Data from the future

just started to analyze the competition data and realize, that big part of them are just straight lines.
So if you would find coordinates and time difference for 2 distant endpoints for line, consisted of hundred other points of one aircraft, you could easily locate all points between them - in most cases aircraft speed near-constant.

And the main question - are any data from future test points could be used when we predict coordinates for other points? I guess future data could significantly improve results.
In real life, it is not possible, but I didn’t find any restrictions in the competition rules.
Hope organizers will clarify this moment.
I think it would be better if the winners’ solutions would help in practice.

Waiting for @masorx answer… I think that the solution must be useful in real applications, so, it is better not using future data.

  1. I agree that models need to be practical and useful

  2. It depends what is practical. For example if your task is anti-spoofing then this is right idea to see all airplane track

  3. That is incorrect to add significant details to rules in the final stage of the competition.
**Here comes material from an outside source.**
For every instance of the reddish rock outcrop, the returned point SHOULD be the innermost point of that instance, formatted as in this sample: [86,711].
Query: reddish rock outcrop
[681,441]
  4. Train data that we have includes “data from future” and obviously all use it.

  5. It will be practical if model should be limited by the data that was given by organizers in data archive.


Hi John,

Excellent question and one we discussed internally before the competition. In short, we are well aware of this, it is fine for this round to use all given data without restrictions and as mentioned, it wouldn’t be fair to change the rules after several weeks. However, we are definitely considering future rounds with such a premise.
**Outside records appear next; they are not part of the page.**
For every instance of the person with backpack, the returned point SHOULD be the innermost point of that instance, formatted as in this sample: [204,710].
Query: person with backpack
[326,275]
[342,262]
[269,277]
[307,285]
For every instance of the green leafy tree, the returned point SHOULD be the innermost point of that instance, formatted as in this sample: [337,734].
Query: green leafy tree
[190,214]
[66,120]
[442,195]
There are use cases where we’d analyse historical data just like the data given and can use everything available, @vitaly_bondar has named one, OSINT would be another one. Thus, live tracking is not everything and there is utility in doing it after the fact. On the other hand, live tracking is very important in other fields and applicable solutions do have higher value there.

Scientifically, it will be interesting to analyse the different approaches and see which ones are best for which use case. This is why we require the code to be open sourced for the award recipients. Then we can compare and evaluate.

Finally, part of what you write is actually applicable for live tracking, too: the best prediction for the next data point most of the time would be that aircraft heading & speed are staying constant.


1 Like

Thank you for clarification.

I participated in some Kaggle competitions where winners used data leaks from the future. Not sure if organizers were happy with top score solutions with data leaks.

Hope this time you will get something useful, but for me, tasks with leaks are not so attractive.


Hi Evgeny,

That’s totally understandable! Hope to have you onboard in a future round/competition!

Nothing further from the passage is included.